Four men sentenced in 'large-scale' smuggling scheme involving thousands of migrants
Three Mission residents were among the four men sentenced to federal prison for their involvement in "inhumanely" transporting migrants into the United States, according to a Wednesday news release from the U.S. Attorney's Office Southern District of Texas.
According to the release, 29-year-old Diego Flores, 34-year-old Gerardo Villarreal, 35-year-old Gilberto Rios and 46-year-old Antonio Cuevas-Lozano, a Mexican national, pleaded guilty to conspiracy to transport or harbor undocumented individuals within the United States.
Villarreal also admitted to being a felon in possession of a firearm.
The four men were part of a "large-scale smuggling conspiracy" involving transporting thousands of migrants in containers.
Another individual, Noe Vasquez, was sentenced to 12 years in connection with the same smuggling scheme on Feb. 1, according to the release.
At the time of Vasquez's sentencing, testimony revealed that the smuggling organization moved approximately 3,000 non-U.S. citizens and used firearms to control them, the release stated.
According to the release, the migrants were moved in groups of at least 70 and placed inside containers that were drilled closed from the outside and loaded onto trailers and transported "in the hot Texas climate."
Flores acted in a "leadership role" in the organization and hired "hot shot drivers" to transport the containers starting in April 2022, according to the release.
"If ever intercepted at the Falfurrias Border Patrol checkpoint, the drivers would minimize culpability on those within the smuggling organization, as the drivers were unaware of what they were transporting," the release stated.
The four men built the compartments at a ranch in Mission, and utilized multiple firearms to threaten the individuals.
A federal judge ordered Flores to 13 years in prison. Villarreal received 10 years for the smuggling conspiracy and an additional five years for the firearms' conviction, along with two years of supervised release, according to the release.
Rios and Cuevas-Lozano were sentenced to five and two years, respectively. Cuevos-Lozano is expected to face removal proceedings following his imprisonment.

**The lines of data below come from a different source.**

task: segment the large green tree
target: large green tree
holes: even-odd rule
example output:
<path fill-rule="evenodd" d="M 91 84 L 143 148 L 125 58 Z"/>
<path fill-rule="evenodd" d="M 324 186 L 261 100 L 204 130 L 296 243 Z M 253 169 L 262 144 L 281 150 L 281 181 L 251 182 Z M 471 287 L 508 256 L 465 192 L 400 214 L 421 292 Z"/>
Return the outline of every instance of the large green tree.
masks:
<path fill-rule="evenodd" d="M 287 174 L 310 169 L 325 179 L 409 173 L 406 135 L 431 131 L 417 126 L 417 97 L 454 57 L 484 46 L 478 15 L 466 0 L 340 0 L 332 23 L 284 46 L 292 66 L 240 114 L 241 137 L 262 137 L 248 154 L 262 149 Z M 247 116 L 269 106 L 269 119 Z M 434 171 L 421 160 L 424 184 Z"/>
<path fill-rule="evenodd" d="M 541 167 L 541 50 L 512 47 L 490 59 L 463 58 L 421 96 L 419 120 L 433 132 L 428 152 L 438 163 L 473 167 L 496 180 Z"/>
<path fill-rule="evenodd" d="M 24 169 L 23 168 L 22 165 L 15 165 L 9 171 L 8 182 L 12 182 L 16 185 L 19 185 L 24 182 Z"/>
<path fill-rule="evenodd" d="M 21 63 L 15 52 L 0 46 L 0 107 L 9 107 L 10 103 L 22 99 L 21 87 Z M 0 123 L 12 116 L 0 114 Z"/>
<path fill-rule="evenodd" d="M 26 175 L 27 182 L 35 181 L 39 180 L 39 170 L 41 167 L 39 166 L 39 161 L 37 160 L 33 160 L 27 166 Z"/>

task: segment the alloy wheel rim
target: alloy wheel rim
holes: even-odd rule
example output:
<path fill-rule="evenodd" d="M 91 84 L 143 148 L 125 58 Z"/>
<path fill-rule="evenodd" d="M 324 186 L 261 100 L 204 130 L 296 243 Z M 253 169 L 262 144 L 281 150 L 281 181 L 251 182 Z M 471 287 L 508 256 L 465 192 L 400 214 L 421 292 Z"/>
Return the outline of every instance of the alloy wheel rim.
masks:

"Human smugglers ply their trade praying on the vulnerable," said U.S. Attorney Alamdar S. Hamdani said in a statement. "These smugglers cramped dozens of migrants into wooden crates and then bolted those crates shut, leaving the migrants to the mercy of South Texas’s brutal heat. Such conduct was not just predatory; it also demonstrated a total disregard for the value of human life. Today’s sentences reflect how my office will not rest until we disrupt and dismantle the deadly human smuggling operations that cause so much sorrow along the Southwest border."
The convicted men will remain in federal custody pending transfer to a U.S. Bureau of Prisons facility.